Dame Areta Koopu (née King; born 8 March 1941) is a New Zealand social worker and Māori activist.

== Biography ==
Koopu was born in Gisborne on 8 March 1941, the daughter of Wiremu and Ngaro Alice King. She was educated at Gisborne Girls' High School, and married Hoera Koopu in 1961. The couple went on to have five children.

Koopu worked as an independent mediator for the Housing Corporation and as a national trainer of the Family Court. She was a member of the New Zealand Māori Council from 1987 to 1992, National President of the Māori Women's Welfare League from 1993 to 1996, and succeeded Erihapeti Murchie as Human Rights Commissioner from 1996 to 2001. In these roles she visited indigenous communities and attended conferences across the globe on behalf of New Zealand, such as attending a conference of the Sami people in Northern Europe and meeting Native Hawai'ians.

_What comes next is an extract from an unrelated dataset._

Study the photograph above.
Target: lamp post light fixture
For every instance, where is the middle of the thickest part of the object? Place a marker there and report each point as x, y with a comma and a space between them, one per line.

In the 1994 Queen's Birthday Honours, Koopu was appointed a Commander of the Order of the British Empire, for services to the community. In the 2019 Queen's Birthday Honours, she was appointed Dame Companion of the New Zealand Order of Merit, for services to Māori and the community. Koopu is also a recipient of the New Zealand Suffrage Centennial Medal 1993.

In 2023 Koopu was made a life member of Te Ao Marama, the New Zealand Māori Dental Association. She has also served with the Māori Education Trust and Te Kōhanga Reo National Trust.